An SPI flash drive is soldered to the camera. This is the same flash drive as the one on which some locker is flashing itself into the BIOS. The contents of this SPI flash drive can be read, picked up by ticks, you can write (if you're lucky), the processor reads the data into the memory and executes it. It happens that the flash drive is not SPI, but NAND, then everything is more complicated: you can’t pick it up just like that with ticks - you have to be more responsible.
At the very beginning of the flash drive is uboot. This is a downloader used in almost all embedded devices: not only cameras, but routers and phones. Those. Most likely, it can be argued that there are more copies in the world than copies of Windows.
At uboot open source codes, but the data specific to a specific piece of iron are stored in it. If you copy a USB flash drive from a camera made by XM to a camera made by Hikvision, then there is a big chance that even uboot will not boot.
Those. Already at this stage, a fascinating process of keeping a register of well-known cameras arises, taking them into account, which is greatly facilitated by the delightful ability of our neighbors to send exactly what you ordered. A good example is the recent history of our customers (the largest national operator of the country), who signed a 3-year contract for the supply of cameras of a particular model and characteristics, after which a week later the cameras came with a different model and with completely different characteristics.
But do not worry, all this is a solvable question, moving on.
And then there is the Linux kernel. It would be too easy, if it were possible to assemble one core for all possible cameras and then just poke the modules. No, this is not possible, so for different versions of the chipset we need different cores: somewhere 2.xy, somewhere 3.xy Why is that? Because closed modules go to the core. Somewhere you can contrive, but still unify everything will not work.
After this is the usual household buildroot. Here everything is just like people.

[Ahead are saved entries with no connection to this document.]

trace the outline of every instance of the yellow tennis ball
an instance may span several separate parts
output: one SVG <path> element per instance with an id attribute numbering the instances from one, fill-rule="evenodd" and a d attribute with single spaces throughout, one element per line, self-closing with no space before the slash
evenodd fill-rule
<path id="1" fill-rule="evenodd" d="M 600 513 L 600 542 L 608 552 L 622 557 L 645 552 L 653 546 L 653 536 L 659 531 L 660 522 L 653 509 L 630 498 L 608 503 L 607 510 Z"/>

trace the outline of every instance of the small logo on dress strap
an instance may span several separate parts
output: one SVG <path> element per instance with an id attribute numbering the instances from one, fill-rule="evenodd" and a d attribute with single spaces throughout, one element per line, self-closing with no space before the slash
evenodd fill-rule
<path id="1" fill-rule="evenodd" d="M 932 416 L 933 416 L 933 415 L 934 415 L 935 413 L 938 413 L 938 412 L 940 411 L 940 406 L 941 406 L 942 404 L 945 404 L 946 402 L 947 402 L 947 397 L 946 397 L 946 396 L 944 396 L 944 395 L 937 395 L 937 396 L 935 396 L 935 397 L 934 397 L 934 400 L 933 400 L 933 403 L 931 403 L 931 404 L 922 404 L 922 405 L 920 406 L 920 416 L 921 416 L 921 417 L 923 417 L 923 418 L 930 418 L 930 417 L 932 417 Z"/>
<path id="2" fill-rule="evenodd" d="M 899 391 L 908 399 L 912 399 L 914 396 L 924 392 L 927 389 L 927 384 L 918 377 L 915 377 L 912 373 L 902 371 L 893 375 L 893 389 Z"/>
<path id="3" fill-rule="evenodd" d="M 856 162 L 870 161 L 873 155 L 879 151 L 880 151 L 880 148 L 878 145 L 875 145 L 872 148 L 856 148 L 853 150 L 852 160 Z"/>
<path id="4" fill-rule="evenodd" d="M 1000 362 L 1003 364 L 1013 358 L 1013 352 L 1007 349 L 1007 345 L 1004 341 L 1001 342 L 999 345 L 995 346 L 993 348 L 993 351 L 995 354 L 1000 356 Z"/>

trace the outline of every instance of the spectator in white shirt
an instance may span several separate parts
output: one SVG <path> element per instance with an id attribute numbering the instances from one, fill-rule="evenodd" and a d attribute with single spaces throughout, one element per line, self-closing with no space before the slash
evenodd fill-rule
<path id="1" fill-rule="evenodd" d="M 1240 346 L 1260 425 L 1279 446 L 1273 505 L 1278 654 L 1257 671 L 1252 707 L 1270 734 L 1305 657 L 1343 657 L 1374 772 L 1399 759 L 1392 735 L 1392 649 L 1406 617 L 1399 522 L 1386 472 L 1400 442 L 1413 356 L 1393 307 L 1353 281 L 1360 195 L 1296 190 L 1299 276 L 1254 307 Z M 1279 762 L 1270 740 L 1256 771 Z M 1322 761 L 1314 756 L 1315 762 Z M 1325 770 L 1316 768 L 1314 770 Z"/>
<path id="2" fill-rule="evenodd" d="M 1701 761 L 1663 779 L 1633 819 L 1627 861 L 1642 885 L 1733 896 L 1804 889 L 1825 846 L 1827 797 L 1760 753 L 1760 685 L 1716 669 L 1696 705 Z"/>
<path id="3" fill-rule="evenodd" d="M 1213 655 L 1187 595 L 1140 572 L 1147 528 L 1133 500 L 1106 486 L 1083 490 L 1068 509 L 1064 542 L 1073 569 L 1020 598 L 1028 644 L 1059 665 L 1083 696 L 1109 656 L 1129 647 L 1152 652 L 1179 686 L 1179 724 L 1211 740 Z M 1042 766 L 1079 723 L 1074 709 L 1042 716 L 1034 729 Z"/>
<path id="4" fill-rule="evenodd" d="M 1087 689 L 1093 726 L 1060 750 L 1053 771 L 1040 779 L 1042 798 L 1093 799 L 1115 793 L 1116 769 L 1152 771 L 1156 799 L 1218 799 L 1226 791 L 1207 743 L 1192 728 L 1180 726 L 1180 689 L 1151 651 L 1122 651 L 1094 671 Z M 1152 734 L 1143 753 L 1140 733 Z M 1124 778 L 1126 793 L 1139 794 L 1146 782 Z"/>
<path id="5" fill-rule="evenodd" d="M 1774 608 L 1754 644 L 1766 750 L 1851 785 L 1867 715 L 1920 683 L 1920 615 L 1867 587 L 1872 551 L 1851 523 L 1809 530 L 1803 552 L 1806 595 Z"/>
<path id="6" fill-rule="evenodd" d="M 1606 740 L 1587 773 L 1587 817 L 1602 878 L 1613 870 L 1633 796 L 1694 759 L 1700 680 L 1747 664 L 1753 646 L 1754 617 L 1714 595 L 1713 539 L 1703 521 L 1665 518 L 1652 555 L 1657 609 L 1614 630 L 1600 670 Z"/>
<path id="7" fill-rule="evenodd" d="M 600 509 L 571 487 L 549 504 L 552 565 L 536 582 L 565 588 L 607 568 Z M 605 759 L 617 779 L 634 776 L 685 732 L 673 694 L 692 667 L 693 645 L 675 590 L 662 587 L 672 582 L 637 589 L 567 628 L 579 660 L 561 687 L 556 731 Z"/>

Next, you need to run tricky scripts that configure hardware through i2c (and maybe something else), load the correct modules and start specially written software.
Video capture
There is a lot of iron preparation in capturing video. If you read the onvif specification and manual on the IP camera's SDK, then you can see a lot in common - the software interface reflects the overall structure of most hardware and it is as follows: the video is removed from the sensor, processed a little, then loaded into encoders (hardware of course) and then you can take it into software from a certain place in memory ready H264 NAL units. For the base scenario, it remains only to attach user management, settings, and some network protocol. For a full-fledged camera, we still need the support of all mass tuning mechanisms (discovery, onvif, psia, etc ..) and analytics.
And what about Rust
That's just our streamer rusty. A whole bundle of unsafe code, autogenerated from the sdish code SDK using bindgen, patched binding to libc (we will try to upload a patch to the upstream) and further implementation of RTSP on tokio. Even it is already possible to watch the video from the camera in a regular browser - this is an unattainable luxury for Chinese cameras that all require the installation of ActiveX.
The structure is very unusual after an erlang: there are no processes and messages here, there are channels, and with them everything becomes a little bit different. As I wrote above, modernly written code with proper organization gives the opportunity to distribute video not to 2-3 customers, but more than 50 without any performance drawdown.
An important point: during the development, not a single segolight has happened yet. While there is a persistent feeling that Rust makes you write like, in principle, they write good gray-haired sichniki, who have seen all bad things. So while all like it.
During August, there are plans to finish the work on the baseline scenario, so there is a question for the audience that goes to the survey. Well, ask questions that have arisen.